The log entities sent to an external log host contain the name and structural information (range/cluster) of the sending box and the name of the log file. With Override Node Name enabled this information can be overridden (default: disabled). If Override Node Name is enabled, specifying an explicit node name is possible. This node name is inserted into each log entity sent to the external log host. The setting Prepend Hierarchy Info allows fine-tuning of the prefix, which is inserted into each log entity sent to the external log host.

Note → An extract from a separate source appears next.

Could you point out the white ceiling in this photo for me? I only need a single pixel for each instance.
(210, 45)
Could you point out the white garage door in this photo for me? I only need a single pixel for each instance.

Log files generated on a box are stamped with the local box time. The UTC time offset compared to the local time is recorded, though, and can be examined in the TZ column in the Log Viewer. The UTC time offset information is not included by default when log files are streamed to the Barracuda Firewall Control Center. Enabling Add UTC Offset adds the UTC time offset information to streamed log files, so that these files may be analyzed uniformly in case the Barracuda Firewall Control Center collects log files from multiple boxes placed in various time zones.

Configure Logdata Streams

By configuring this section, relations between log patterns and log destinations are established. It is, therefore, possible to make a combination of each log pattern (a sort of filter) and log destination to allow fine-granulated target selection.

With Barracuda CC Control selected as Remote Loghost, the streamed log files will be stored under /phion0/mlogs/range/cluster/box on the Control Center.

  1. Go to CONFIGURATION > Full Configuration > Box >  Infrastructure Services > Syslog Streaming.
  2. In the left menu, select Logdata Streams.
  3. Expand the Configuration Mode menu and select Switch to Advanced View.
  4. Click the + icon to add a new entry. 
  5. Enter a descriptive name in the upcoming dialog and click OK.
  6. Configure the following settings:
    • Active Streams This parameter allows you to activate/deactivate the selected log stream profile. By default, for example, when creating a new profile, this parameter is set to yes.
    • Log Destinations –  Here the available log destinations (defined in the section Logstream Destinations) can be selected.
    • Log Filters –  Here the available log patterns (defined in the section Logdata Filters) can be selected. 
  7. Click Send Changes and Activate.